= Te Tsu Geh Oweenge Day School =

Native American school in New Mexico, United States

Te Tsu Geh Oweenge School, also known as Te Tsu Geh Oweenge Community School, Te Tsu Geh Oweenge Day School, Tesuque Pueblo Day School, and Tesuque Day School, is a Bureau of Indian Education (BIE)-affiliated tribal school, located in Tesuque Pueblo, New Mexico. It has elementary school grades.

The school was formerly directly operated by the Bureau of Indian Affairs (BIA). It includes Tewa language instruction and emphasizes communitarian points of view.

==History==
It first opened in the 1950s. The school was formerly directly operated by the Bureau of Indian Affairs (BIA).

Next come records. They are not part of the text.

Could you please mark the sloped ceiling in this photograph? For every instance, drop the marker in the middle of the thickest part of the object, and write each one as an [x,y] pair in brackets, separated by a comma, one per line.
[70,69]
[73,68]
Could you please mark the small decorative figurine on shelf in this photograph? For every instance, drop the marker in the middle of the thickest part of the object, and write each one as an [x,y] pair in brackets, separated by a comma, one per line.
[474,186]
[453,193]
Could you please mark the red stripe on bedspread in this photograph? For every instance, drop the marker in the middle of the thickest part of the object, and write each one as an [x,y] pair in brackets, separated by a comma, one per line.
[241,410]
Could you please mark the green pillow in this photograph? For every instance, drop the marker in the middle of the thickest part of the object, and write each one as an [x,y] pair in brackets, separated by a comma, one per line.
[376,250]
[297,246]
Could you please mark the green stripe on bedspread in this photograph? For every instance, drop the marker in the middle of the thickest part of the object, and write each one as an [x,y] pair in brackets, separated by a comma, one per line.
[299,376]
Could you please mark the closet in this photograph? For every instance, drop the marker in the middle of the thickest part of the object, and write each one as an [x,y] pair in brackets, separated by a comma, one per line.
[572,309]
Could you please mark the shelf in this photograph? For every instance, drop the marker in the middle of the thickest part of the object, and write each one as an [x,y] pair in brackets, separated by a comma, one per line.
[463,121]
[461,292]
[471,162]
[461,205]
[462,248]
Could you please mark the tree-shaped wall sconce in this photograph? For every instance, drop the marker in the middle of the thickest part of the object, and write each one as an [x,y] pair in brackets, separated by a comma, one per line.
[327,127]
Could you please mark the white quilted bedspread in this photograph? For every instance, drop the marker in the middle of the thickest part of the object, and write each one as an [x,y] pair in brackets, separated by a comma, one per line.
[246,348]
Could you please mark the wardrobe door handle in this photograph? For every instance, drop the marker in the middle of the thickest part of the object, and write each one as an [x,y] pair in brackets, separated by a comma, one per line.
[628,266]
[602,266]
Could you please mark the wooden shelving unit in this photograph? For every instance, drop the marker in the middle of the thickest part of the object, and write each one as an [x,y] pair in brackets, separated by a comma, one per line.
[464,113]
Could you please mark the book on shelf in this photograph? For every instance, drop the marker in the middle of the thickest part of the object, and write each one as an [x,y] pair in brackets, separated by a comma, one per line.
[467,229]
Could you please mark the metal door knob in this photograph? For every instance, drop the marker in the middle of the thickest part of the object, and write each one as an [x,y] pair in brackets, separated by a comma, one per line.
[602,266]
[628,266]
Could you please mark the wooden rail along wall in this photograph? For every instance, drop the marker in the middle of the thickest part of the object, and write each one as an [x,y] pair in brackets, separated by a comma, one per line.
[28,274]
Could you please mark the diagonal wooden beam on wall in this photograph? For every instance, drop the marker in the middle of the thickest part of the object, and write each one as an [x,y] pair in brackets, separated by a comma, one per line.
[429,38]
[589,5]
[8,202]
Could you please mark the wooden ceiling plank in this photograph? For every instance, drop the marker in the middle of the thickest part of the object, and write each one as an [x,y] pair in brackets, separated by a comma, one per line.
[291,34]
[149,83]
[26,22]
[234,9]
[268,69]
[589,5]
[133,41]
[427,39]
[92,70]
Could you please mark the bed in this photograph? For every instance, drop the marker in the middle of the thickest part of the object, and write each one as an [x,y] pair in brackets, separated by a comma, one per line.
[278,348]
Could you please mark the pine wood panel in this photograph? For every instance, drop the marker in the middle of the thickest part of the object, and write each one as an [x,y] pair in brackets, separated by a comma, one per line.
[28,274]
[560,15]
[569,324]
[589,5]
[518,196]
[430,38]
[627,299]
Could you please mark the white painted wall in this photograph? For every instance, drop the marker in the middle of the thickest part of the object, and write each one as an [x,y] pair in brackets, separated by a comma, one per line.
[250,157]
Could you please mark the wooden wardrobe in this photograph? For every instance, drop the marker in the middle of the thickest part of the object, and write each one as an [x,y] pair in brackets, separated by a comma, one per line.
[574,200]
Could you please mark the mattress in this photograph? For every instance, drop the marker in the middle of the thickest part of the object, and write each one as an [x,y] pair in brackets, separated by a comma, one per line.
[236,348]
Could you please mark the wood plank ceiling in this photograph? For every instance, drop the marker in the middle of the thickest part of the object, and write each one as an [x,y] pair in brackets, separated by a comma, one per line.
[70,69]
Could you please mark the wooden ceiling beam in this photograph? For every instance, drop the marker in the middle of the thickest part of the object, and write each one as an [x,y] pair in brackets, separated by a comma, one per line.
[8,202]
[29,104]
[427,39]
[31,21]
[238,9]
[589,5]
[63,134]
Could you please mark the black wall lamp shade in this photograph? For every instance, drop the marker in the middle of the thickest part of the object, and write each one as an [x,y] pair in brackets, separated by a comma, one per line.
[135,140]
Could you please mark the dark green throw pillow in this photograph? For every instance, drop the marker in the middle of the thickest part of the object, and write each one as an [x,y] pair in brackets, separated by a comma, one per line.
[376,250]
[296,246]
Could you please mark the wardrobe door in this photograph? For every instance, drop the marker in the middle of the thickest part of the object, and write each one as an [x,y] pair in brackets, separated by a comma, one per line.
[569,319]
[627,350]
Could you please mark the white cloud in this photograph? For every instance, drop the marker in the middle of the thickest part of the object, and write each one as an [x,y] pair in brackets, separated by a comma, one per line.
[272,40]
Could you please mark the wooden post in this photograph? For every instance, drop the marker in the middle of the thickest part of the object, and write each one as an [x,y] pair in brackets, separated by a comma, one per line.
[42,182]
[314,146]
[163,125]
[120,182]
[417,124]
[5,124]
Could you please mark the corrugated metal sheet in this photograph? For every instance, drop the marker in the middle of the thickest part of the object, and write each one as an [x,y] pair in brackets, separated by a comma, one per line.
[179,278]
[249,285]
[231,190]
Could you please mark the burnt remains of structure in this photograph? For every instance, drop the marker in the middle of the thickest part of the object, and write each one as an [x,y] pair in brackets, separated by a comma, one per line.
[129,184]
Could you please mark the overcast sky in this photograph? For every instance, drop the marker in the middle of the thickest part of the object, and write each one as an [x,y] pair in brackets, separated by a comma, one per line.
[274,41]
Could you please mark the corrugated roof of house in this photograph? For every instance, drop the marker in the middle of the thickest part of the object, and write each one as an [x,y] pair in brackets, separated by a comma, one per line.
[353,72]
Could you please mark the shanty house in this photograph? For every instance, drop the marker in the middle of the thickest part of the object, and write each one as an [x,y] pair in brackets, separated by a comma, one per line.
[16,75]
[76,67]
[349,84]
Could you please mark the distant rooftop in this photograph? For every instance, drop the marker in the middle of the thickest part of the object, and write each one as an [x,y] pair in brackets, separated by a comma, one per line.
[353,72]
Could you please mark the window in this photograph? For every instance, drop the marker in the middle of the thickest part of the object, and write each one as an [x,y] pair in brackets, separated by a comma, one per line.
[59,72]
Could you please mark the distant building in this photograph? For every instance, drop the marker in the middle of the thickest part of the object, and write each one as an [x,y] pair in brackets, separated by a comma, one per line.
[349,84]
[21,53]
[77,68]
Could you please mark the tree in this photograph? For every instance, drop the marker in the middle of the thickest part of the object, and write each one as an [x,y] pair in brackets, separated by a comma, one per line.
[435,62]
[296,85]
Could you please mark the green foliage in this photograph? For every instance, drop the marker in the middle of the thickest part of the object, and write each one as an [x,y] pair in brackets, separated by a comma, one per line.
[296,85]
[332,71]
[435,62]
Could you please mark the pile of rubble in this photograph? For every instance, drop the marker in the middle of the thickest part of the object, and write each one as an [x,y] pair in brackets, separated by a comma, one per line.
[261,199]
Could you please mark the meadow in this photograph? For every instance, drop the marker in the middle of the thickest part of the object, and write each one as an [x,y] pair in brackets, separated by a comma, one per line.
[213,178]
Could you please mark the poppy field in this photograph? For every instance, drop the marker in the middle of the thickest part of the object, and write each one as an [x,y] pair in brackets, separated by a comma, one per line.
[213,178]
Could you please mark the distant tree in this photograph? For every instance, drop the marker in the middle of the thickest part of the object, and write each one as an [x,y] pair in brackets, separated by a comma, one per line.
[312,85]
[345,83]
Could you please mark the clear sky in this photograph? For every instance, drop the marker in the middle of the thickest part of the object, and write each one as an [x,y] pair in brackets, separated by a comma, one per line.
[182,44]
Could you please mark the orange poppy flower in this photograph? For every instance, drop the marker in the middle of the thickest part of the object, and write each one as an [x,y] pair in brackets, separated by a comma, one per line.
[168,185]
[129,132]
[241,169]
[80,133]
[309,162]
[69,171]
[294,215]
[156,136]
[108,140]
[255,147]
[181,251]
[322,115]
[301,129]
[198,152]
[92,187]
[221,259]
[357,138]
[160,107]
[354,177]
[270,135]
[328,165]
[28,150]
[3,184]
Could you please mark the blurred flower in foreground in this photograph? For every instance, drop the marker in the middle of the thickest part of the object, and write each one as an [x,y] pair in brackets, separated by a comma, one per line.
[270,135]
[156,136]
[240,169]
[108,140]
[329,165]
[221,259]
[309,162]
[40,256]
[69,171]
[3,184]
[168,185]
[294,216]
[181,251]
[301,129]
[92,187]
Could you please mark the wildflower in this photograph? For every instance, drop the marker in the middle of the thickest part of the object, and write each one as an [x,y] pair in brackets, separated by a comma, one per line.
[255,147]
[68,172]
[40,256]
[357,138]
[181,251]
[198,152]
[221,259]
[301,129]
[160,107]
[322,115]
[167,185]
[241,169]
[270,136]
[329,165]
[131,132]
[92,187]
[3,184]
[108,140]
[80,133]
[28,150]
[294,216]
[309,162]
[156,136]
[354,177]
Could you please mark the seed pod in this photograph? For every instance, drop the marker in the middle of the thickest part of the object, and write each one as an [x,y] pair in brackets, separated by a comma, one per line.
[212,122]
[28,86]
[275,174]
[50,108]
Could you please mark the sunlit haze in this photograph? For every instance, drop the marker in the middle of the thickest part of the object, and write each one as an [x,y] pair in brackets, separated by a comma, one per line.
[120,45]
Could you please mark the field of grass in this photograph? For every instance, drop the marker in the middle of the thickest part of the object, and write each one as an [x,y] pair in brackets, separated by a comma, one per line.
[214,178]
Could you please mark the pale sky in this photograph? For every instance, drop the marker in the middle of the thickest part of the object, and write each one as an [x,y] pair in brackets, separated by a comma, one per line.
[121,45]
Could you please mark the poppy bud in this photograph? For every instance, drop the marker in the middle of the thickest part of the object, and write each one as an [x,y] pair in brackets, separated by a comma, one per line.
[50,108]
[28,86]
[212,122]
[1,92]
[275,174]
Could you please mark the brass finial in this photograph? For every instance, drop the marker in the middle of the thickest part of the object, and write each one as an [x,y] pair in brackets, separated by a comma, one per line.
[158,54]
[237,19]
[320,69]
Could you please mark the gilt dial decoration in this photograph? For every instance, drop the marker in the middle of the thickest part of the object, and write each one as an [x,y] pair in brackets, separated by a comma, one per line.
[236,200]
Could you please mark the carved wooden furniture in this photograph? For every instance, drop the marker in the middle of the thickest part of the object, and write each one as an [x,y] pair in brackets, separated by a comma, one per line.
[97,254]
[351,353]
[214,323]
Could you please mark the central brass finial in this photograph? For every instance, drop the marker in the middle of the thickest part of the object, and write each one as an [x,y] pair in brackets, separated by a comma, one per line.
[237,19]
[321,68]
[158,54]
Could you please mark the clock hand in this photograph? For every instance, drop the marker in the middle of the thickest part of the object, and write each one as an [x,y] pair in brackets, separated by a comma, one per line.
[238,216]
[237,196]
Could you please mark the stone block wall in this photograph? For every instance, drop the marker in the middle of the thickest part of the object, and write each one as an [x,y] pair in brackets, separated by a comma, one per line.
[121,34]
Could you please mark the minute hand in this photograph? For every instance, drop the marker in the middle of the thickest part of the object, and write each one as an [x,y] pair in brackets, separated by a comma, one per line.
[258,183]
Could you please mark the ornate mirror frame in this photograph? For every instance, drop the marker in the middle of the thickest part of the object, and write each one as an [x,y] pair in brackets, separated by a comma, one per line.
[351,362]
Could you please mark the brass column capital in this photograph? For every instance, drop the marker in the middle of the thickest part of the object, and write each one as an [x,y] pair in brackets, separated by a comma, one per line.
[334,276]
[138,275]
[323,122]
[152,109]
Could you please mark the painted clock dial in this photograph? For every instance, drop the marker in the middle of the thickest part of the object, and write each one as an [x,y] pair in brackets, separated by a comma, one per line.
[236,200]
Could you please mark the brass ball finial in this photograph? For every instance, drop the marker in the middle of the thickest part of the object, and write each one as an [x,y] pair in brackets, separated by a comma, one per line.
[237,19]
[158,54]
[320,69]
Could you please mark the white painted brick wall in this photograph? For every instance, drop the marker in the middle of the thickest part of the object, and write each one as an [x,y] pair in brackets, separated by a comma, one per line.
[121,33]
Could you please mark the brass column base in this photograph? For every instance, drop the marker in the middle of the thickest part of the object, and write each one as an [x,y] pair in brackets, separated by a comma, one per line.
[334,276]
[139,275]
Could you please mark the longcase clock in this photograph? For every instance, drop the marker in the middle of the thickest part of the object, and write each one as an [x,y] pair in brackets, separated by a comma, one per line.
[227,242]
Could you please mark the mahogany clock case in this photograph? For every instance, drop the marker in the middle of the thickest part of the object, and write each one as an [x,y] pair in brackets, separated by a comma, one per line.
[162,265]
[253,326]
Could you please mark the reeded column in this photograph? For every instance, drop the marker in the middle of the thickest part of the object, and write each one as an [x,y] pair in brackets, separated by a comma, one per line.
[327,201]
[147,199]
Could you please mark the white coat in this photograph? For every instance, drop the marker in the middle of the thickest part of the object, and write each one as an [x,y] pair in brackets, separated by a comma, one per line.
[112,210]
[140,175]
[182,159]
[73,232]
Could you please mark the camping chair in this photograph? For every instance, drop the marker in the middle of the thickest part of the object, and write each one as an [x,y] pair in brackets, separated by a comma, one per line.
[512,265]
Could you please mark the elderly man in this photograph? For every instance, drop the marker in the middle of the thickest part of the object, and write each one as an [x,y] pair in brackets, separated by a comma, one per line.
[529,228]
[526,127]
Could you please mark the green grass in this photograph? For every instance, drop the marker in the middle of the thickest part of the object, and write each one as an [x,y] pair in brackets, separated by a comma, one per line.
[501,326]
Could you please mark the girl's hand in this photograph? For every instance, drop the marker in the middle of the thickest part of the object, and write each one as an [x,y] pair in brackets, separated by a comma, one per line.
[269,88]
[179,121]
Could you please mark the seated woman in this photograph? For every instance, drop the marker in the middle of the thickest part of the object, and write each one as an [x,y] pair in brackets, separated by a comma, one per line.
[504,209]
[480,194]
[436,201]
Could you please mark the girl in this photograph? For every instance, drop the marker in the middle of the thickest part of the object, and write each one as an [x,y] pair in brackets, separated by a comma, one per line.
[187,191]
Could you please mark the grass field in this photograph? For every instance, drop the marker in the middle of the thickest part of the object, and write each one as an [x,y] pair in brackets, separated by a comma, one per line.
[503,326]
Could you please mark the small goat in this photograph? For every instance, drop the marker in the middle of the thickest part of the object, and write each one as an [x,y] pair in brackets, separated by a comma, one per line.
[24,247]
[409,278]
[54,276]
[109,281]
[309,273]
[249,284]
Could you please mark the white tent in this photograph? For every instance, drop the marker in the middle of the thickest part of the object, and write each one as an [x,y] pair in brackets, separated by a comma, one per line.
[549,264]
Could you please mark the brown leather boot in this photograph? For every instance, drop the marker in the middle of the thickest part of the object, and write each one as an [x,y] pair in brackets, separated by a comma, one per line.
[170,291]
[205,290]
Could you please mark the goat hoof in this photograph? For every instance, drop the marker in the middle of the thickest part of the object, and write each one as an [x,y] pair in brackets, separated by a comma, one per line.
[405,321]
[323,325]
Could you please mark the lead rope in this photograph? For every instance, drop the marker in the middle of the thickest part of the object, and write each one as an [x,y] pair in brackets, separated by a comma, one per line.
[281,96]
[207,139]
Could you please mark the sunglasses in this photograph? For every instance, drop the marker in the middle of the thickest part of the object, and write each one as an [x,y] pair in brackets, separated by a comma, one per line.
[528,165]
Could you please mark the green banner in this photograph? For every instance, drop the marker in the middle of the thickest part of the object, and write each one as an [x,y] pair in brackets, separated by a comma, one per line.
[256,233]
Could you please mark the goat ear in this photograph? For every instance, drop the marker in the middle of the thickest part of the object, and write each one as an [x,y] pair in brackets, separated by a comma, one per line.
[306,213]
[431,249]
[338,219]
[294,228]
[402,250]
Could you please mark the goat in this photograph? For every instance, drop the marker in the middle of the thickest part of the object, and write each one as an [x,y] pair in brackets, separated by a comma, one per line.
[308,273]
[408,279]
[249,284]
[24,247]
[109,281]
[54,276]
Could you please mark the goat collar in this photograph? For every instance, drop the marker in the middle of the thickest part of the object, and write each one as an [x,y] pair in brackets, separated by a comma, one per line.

In the period 1984-2003, the school had 14 people acting as principals. Circa 2003 it was common for teachers in the special education field to only work at this school for a short period of time.

By 2003, the campus included the main building and several temporary buildings. In 2002, the enrollment was 34, and in 2003, the enrollment was 19.

In the 1970s the school had multi-grade classrooms with free-form learning environments, and older students were expected to assist younger students. Food preparation was part of the curriculum.

==Campus==
Its original building, made of adobe, was established in the 1930s and previously served as a residence for teachers. In 2015 James McGrath Morris wrote that the main building that year had a similar appearance to its original one.

In 1977 Rosanna Hall of the Santa Fe New Mexican stated that the school was given decor like that of a residential house. In 1987, the school had two buildings, with the main building having the library, kindergarten classes, and a class with grades 4–6. The cooking facility and a class with grades 1-3 were in the second building. Inez Russell of the Gannett News Service described the campus as "cozy". By 2003, the campus included the main building and several temporary buildings.

==Student matriculation==
Some alumni, as of 1987, moved on to the public district-operated middle school of Pojoaque Valley Schools, while others moved on to Santa Fe Indian School, a BIA/BIE-operated secondary school.